Q. We have some cabinets made from pine and I wonder what is the chance of grain raising. We work in an with an average EMC of 7 to 9 percent. The cabinets are then finished with water base coating. My question is what will this do to the grain (creating raised grain). I know dimensions change but what is the probability of the grain raising?
A. First, we need to make sure that we have the same definition for grain raising. Some folks might call that appearance of wood fibers sticking up through a finish as grain raising. This would be most common with the hardwoods and not too common with the conifers like pine. I would call this fuzzing or grain fuzzing. I prefer to call grain raising the appearance of the annual growth rings through the finish. In other words a flat surface becomes bumpy and the bumps are related to the annual growth rings. This is usually seen only on pines and other softwoods that have very distinctive annual growth rings.

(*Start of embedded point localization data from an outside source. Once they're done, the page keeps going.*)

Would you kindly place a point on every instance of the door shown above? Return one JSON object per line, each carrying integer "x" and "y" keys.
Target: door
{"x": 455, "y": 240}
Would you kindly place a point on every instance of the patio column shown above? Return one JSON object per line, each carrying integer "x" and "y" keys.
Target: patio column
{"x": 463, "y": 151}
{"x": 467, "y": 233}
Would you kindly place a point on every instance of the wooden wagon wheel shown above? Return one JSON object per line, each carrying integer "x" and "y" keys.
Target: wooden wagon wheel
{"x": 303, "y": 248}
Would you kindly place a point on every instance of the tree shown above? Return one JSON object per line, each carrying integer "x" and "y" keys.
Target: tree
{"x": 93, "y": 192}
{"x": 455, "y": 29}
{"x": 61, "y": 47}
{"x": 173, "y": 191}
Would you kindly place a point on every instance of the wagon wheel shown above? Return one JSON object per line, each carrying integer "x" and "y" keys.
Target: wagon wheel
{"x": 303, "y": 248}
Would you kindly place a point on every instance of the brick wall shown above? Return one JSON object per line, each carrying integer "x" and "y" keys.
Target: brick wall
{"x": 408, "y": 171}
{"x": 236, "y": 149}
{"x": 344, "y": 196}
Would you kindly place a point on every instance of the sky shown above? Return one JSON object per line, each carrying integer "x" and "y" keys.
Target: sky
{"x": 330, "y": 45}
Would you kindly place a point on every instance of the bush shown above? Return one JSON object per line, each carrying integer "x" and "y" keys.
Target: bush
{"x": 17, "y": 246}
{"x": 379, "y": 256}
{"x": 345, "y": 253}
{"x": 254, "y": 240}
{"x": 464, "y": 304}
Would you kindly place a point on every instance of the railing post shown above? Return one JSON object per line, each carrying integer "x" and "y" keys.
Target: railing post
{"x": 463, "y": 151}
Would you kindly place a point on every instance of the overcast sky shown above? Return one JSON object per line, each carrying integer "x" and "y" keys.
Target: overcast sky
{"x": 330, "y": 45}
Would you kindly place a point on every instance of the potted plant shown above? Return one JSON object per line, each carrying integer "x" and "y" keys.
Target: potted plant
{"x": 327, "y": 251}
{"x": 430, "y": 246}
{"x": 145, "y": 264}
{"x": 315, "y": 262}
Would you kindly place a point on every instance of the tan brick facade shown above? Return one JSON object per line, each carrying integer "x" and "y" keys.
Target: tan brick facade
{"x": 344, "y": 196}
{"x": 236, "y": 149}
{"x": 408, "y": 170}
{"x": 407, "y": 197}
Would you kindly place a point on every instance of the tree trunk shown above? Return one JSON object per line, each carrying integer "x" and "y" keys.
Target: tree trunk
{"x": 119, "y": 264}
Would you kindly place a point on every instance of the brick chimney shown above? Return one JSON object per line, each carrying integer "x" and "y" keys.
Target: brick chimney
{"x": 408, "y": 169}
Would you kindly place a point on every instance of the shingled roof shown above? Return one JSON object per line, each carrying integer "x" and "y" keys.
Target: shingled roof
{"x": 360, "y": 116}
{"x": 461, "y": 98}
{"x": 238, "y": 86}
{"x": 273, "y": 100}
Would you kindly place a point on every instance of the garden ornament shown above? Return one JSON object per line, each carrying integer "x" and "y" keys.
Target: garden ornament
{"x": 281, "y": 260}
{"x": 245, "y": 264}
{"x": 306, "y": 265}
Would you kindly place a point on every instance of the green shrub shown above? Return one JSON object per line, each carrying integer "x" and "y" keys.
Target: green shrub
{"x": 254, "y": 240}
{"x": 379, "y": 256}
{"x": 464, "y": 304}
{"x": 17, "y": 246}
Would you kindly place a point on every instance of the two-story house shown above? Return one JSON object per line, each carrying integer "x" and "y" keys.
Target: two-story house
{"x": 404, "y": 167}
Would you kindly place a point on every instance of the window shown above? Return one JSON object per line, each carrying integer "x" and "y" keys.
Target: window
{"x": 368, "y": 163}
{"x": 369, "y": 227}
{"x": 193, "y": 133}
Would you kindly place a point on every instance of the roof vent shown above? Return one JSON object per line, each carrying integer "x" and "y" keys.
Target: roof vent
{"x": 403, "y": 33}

Raised grain is more likely when there is heavy pressure on the surface during machining, such as from feed rolls, dull knives, knives with too much land, and/or high stock removal per cut. Heavy sanding pressure can also make grain raising more likely. What happens is that the high pressure pushes some of the wood cells (the dense darker wood cells within a growth ring) down into the soft cells below the surface. After machining, the surface looks very flat. But, now when moisture is added, especially moisture from a water-base finish, the crushed cells will pop back to their original size, pushing upward and creating the uneven surface called grain raising. (Special note: I have seen a few cases where heavy pressure from hand sanders can compress wood cells that then later pop back up when moisture is added creating a bumpy surface.)
The cure is not eliminating moisture, but rather fine tuning planing and sanding to eliminate excessive pressure. Sometimes machines are set up based on machining or sanding dense hardwoods and then are not readjusted for the softer wood like pine. Note that heavy planing or machining followed by light sanding is not enough...the entire machining operation needs to have a light touch.